This repo is made for the course seminar distributed data mining. In this course the potential of distributed computing is explored. In this repo distribution is done using PySpark on the fs.dslc.liacs.nl server to find radio wave sources in space. This is done by processing FITS files which contain "snapshots" of a particular place in the sky. The end goal for this project was to produce a catalogue of the radio sources found in the FITS files. This catalogue contains their properties and location in the sky and is created in the first step "1.Catalogue_Creation".

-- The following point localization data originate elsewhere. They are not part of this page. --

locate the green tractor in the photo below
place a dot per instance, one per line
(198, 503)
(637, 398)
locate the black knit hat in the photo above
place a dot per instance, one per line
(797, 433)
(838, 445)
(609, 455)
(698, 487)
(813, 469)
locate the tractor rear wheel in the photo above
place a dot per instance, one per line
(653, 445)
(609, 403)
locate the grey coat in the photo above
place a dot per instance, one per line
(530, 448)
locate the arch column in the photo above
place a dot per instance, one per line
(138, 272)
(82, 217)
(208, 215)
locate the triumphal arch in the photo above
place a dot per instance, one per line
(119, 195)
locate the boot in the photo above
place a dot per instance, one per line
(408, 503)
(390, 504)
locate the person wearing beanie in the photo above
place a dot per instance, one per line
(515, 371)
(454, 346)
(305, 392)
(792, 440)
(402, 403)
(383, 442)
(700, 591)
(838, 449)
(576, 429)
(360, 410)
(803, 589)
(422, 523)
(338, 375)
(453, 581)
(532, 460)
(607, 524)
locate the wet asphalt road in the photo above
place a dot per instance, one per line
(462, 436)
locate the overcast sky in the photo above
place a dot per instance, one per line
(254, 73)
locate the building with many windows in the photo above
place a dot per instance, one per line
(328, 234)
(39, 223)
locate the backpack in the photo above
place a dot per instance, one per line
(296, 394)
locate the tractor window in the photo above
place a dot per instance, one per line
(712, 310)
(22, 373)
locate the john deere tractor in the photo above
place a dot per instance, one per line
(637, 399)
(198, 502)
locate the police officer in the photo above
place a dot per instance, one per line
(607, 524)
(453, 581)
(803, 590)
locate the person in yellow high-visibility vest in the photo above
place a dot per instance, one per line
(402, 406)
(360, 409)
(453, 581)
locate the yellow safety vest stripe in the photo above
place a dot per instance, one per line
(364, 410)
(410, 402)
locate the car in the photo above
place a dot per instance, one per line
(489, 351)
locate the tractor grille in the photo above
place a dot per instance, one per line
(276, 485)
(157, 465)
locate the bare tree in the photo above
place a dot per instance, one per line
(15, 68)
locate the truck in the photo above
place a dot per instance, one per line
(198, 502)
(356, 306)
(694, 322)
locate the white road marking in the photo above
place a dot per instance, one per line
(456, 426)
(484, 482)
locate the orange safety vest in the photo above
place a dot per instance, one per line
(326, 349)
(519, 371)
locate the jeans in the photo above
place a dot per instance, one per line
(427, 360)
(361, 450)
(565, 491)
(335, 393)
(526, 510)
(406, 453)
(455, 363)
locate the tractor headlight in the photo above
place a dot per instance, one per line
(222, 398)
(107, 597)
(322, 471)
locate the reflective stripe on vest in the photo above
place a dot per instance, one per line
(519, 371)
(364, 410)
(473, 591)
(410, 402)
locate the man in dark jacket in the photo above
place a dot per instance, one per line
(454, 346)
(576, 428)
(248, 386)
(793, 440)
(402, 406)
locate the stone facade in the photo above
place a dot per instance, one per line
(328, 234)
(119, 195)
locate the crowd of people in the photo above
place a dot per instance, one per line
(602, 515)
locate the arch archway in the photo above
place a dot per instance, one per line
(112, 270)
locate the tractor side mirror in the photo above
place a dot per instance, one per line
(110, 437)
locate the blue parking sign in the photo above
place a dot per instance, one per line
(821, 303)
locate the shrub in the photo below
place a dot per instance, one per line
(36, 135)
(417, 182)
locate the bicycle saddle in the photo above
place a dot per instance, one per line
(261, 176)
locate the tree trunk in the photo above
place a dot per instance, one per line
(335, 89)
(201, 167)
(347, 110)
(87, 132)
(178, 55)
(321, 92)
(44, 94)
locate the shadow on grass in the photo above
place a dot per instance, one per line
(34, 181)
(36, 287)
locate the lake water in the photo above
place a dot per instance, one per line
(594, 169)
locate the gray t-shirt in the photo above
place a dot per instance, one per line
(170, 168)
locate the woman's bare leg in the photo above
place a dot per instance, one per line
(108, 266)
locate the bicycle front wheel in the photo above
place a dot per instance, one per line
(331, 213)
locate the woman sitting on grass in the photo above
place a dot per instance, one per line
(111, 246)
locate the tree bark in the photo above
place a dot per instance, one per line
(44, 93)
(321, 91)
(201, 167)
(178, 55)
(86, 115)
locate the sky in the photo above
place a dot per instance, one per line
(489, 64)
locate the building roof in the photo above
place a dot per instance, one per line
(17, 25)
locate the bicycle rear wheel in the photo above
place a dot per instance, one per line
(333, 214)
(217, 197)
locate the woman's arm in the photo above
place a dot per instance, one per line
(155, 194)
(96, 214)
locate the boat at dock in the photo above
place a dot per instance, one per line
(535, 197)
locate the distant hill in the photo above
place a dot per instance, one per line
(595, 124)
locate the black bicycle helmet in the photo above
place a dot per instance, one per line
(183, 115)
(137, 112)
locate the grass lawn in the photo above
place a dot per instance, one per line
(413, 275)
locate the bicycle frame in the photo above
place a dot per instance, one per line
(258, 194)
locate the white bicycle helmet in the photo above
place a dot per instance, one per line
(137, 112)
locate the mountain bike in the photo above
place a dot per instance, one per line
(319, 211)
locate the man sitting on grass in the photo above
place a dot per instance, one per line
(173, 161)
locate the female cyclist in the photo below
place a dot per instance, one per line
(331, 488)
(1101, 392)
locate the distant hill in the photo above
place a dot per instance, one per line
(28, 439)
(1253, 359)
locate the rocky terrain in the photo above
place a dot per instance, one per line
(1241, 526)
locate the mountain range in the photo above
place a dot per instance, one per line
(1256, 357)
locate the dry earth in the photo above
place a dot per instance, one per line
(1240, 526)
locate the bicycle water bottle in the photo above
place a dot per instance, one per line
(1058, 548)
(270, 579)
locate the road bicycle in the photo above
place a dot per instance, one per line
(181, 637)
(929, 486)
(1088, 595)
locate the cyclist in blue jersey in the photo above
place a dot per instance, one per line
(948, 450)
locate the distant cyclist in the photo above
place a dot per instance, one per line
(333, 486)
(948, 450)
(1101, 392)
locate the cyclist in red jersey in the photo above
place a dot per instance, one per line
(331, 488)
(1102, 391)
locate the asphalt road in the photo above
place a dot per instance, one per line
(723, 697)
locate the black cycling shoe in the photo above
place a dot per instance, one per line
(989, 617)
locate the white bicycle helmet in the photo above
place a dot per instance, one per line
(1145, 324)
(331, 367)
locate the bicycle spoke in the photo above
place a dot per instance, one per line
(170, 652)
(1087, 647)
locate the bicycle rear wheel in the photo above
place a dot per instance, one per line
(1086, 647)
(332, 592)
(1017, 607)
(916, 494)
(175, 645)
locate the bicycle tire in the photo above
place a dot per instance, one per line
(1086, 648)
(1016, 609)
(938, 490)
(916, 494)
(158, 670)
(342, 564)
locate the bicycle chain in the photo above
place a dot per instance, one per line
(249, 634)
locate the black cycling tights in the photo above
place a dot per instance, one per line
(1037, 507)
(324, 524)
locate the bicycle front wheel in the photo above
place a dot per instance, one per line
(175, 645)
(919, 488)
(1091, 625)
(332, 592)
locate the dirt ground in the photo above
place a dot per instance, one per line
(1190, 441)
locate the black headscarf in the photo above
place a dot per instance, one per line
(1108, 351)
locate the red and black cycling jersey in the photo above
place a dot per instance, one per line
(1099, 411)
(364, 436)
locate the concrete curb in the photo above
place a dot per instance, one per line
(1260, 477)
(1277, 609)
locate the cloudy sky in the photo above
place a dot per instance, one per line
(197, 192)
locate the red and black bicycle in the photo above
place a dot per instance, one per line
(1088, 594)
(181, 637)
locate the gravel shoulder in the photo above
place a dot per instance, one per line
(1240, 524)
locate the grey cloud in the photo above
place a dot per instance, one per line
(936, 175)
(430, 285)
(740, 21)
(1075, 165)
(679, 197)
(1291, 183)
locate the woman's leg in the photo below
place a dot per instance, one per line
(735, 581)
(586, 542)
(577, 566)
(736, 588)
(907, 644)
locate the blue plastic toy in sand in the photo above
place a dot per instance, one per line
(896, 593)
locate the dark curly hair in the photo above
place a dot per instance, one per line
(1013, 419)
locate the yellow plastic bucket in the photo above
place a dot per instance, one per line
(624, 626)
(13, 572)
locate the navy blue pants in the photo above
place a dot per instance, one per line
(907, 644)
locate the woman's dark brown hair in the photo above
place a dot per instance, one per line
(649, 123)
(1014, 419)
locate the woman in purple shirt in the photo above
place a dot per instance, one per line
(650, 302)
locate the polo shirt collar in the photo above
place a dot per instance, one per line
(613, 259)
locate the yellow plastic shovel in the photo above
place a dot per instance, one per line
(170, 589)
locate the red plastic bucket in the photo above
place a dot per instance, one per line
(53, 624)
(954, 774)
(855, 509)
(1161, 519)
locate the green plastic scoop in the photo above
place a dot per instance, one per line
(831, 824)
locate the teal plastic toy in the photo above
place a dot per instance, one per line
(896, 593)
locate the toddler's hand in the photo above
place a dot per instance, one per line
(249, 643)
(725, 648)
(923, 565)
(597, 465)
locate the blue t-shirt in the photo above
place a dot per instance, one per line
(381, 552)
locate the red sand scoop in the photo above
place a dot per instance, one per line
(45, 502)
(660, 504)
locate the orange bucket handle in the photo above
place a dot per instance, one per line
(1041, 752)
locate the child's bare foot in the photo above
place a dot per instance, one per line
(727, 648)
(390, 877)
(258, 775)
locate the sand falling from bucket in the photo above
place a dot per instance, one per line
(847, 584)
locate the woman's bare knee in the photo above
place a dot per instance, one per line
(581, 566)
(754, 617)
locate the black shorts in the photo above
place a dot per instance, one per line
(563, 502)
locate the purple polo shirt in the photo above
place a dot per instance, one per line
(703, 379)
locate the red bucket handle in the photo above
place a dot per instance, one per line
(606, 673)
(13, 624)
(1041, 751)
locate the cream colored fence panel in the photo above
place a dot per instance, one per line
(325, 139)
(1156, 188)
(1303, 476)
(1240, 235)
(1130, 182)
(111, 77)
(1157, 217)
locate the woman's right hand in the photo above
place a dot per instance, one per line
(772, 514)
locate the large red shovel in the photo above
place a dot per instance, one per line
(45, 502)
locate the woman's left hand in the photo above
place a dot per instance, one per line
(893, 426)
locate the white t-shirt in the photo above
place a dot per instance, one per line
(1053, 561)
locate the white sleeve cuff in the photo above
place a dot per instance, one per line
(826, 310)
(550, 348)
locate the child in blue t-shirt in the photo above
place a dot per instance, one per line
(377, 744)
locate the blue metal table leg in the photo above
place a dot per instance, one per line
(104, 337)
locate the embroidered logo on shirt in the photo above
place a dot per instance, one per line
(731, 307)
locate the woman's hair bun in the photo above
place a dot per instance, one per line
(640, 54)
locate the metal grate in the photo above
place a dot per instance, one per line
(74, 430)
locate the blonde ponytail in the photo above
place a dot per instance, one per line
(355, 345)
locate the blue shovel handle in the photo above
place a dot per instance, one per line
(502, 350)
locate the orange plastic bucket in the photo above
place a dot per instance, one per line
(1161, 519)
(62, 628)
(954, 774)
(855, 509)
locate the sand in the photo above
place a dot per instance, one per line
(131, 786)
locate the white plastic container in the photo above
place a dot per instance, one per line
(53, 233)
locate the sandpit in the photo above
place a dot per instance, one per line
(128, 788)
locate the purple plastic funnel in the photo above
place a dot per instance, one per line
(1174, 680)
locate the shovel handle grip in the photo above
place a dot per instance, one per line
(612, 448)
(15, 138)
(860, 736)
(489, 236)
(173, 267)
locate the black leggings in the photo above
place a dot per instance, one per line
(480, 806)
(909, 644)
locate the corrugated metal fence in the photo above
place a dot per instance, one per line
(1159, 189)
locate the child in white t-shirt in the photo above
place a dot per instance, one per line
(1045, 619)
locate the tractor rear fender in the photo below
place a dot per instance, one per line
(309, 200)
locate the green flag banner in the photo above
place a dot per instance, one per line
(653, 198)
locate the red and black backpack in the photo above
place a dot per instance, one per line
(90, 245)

This directory contains 3 scripts, namely example.ipynb, create_catalogue_noSpark.py and create_catalogue.py. The script example.ipynb is a jupyter notebook contains the steps taken to identify sources in a single mosaic. This script also shows most ouputs of each step in order to give an idea about what data we are dealing with. To execute the processes in a distributed way the file create_catalogue.py should be executed. This script processes all our fits files in a distributed fashion. It first identifies all sources in all the FITS files and each source is then redistributed using PySpark to process it more efficiently. The script create_catalogue_noSpark.py does the same process as the previous script but without PySpark to evaluate the speed up achieved with PySpark.
In this directory the files overlap_mosaics.csv and overlap_pairs.csv are created by executing filter_overlaps.ipynb. This notebook also uses PySpark to find overlapping sources in the created catalogue in step 1. These overlapping sources are unwanted and should be removed/filtered. This directory also contains filter_overlaps_noSpark.ipynb which is again the implementation of previous script but without PySpark. You should read the report if you want to know more about the algorithm to detect the overlapping sources.
In this directory the catalogue from the previous step is taken and the artifacts are filtered sources. These are artificial sources detected by the algorithms in step 1, caused bu highly intense sources. These should also be removed/filtered, since these are not actual objects in the sky.
In this step the filtered catalogue is analysed and results are produced for our report. All the results are discussed there.
This directory contains the scripts explore_catalogue.ipynb and create_mosaic_images.ipynb. In explore_catalogue.ipynb it is possible to find sources of interest in the final catalogue. However, this first requires you to execute create_mosaic_images.ipynb to create the actual high resolution png file that contains the mosaics where the sources are located. This allows you to see the actual detected source.
In the directories Deblending and Segmentation scripts are found which test parameters for segmentation of the sources and deblending sources. At the start of the project we wanted to explore the use and effect of deblending however we found that it was not usefull to apply it directly on all sources, therefore we did not implement it in our catalogue. However, in some cases deblending is quite usefull and should be used and it can also create interesting sources to look at.